The benefits of forced exposure go beyond radio. Darcy James Argue recently lamented the absence of opening acts in jazz, another part of our larger cultural trend toward offering listeners only what they already know they like.
When you go see a rock show—any rock show, doesn't matter whether it's a CMJ showcase, or a bloated stadium tour, or just your average night out—you're going to hear bands you probably haven't heard of before you get to hear the headliner. Often those bands will surprise you. Why doesn't this happen in our own little corner? We've talked before about the benefits of cross-pollinating across genres, but even within the jazz world, why don't we see Gretchen Parlato on the road opening for Esperanza Spalding, or Marcus Strickland out with Dave Douglas, or Andrew D'Angelo out with Tim Berne? Instead, this only seems to happen within the headliner's band (e.g., when Marcus plays in Dave's groups). But what about, say, Aaron Parks's own quartet opening for Kurt Rosenwinkel's, or Donny McCaslin's band opening for Maria Schneider's—not just as a one-off, but actually touring both groups together? You'd think the overlap in personnel would make those combinations irresistible.

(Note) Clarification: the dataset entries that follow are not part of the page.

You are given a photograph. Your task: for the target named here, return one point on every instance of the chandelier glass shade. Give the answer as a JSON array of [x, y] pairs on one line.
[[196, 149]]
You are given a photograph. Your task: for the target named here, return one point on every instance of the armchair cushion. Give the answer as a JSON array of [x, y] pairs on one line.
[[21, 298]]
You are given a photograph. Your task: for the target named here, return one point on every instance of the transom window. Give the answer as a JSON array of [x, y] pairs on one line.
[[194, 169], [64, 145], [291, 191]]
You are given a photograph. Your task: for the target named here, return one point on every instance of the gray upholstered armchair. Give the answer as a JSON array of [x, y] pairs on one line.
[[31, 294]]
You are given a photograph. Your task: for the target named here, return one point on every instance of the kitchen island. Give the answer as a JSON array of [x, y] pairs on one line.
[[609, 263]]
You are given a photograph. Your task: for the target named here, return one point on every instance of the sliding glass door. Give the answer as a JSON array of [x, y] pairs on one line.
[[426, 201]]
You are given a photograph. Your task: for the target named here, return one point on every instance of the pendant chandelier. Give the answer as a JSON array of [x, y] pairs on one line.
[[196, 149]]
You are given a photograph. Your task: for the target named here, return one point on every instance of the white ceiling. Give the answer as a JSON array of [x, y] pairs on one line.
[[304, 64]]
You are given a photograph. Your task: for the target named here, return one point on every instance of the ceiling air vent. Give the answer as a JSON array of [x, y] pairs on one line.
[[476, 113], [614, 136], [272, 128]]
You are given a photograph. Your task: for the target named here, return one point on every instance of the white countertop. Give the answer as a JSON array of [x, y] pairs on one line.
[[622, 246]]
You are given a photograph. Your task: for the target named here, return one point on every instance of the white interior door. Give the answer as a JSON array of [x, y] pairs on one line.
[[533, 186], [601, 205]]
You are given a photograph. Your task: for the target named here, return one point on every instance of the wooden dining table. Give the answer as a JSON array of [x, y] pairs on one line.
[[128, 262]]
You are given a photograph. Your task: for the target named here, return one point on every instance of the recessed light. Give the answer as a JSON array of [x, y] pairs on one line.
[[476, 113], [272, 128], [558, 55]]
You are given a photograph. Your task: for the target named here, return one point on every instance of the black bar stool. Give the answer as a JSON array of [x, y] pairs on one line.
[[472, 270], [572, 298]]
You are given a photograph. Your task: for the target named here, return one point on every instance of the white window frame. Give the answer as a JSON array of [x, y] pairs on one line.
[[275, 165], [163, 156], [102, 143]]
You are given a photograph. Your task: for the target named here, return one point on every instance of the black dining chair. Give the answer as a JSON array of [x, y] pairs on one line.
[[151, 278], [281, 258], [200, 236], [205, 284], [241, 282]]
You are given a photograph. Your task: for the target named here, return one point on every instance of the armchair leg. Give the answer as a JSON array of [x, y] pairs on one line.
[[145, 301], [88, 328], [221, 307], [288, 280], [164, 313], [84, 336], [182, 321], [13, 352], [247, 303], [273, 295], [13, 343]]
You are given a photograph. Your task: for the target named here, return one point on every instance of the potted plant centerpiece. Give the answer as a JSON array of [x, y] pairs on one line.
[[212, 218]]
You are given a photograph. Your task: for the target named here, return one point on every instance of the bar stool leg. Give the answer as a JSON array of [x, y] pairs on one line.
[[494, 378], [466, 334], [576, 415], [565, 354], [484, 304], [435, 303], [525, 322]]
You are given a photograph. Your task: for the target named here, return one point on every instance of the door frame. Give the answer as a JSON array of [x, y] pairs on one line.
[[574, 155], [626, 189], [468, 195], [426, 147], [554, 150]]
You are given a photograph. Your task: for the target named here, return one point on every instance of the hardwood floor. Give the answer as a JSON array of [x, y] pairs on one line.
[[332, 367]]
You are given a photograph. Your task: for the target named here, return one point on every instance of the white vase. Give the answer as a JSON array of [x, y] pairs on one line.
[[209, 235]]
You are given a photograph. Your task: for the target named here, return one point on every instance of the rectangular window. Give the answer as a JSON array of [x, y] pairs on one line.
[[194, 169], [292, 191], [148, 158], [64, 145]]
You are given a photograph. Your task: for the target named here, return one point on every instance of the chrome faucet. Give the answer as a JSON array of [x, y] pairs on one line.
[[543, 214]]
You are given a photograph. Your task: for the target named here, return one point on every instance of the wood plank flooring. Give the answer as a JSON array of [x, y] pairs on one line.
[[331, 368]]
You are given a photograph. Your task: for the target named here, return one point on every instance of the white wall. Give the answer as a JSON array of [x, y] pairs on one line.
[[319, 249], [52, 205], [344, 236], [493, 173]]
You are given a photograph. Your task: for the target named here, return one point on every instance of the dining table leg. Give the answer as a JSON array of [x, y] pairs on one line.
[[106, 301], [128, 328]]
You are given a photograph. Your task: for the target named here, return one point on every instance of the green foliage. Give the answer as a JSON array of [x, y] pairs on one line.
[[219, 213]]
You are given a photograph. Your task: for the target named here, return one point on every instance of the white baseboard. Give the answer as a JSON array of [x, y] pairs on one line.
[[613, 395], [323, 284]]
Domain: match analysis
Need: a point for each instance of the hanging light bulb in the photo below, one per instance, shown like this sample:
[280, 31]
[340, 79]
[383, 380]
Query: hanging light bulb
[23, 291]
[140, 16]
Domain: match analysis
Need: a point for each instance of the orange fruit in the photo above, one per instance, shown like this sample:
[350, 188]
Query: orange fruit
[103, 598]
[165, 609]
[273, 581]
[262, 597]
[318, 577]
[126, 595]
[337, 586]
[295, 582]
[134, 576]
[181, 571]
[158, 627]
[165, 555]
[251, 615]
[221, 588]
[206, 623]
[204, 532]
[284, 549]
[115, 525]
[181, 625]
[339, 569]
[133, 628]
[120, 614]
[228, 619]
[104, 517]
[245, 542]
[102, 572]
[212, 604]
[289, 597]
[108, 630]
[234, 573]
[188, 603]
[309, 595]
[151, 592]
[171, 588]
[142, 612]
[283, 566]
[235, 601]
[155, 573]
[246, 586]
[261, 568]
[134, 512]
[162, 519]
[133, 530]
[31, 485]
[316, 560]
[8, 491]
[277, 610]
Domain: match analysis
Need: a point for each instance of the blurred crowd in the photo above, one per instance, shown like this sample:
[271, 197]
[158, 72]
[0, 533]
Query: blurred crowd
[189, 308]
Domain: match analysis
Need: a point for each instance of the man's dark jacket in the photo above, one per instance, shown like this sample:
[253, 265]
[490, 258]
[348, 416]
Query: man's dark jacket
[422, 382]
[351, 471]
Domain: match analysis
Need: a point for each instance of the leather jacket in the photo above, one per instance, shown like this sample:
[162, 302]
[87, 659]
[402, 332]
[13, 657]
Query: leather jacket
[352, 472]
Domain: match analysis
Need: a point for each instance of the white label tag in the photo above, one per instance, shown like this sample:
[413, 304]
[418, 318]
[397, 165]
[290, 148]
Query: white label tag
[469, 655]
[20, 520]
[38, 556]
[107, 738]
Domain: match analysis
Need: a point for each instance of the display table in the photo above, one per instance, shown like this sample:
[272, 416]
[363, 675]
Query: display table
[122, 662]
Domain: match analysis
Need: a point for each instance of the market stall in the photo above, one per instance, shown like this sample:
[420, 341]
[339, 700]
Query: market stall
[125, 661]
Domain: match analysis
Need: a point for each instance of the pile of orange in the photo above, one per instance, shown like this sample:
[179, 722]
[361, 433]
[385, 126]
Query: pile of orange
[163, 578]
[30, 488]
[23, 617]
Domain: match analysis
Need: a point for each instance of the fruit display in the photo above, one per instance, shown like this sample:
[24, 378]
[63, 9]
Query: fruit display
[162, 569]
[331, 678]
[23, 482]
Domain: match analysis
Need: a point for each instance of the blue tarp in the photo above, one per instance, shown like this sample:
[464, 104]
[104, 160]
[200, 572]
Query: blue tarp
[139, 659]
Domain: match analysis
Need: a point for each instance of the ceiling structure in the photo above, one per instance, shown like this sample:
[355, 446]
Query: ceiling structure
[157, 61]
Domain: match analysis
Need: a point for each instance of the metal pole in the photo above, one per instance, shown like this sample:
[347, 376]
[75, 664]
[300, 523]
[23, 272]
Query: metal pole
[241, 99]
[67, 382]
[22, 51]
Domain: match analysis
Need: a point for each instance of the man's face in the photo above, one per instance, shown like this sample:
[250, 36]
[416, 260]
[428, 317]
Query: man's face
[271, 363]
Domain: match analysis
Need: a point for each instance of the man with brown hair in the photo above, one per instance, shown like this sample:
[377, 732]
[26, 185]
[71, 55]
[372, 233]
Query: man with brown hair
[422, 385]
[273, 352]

Some of my greatest experiences as a listener have come when I’ve happened upon an act I’ve never heard before. Hearing the Randy Weston Trio at the Caramoor Jazz Festival in 2001 and the David S. Ware Quartet at the Newport Jazz Festival in 2002 gave me the sensation not only of loving the music but of falling in love with the music—that dizzying head-rush of excitement.
Driving across Maine a few summers ago, I was flipping through radio stations when I heard a few bars of “Señorita” from Béla Fleck and Chick Corea’s duo album The Enchantment. I'd never heard it before. I was intrigued. I stopped scanning. By the height of Corea’s solo—about two-thirds of the way through the song—I shouted out a gleeful “gaaaaaahhhhhhhh!!!!!” to no one but the empty car. When I arrived in Portland, I drove directly to a record store.
Pandora and Genius might technically be capable of giving listeners this joy of discovery, but both (especially Pandora) have decided to play to a narrow niche. That might be good business for now, but it’s ultimately limiting, tiring, and boring. I’m looking forward to the day when someone starts a personalizable music service that can give me a Guillermo Klein radio station with Olivier Messiaen, The Bad Plus, Dirty Projectors, and forty other musicians with connections to Klein I’ve never considered. The Internet's vastness should broaden and deepen our knowledge. We'd be fools to continue avoiding its unknown.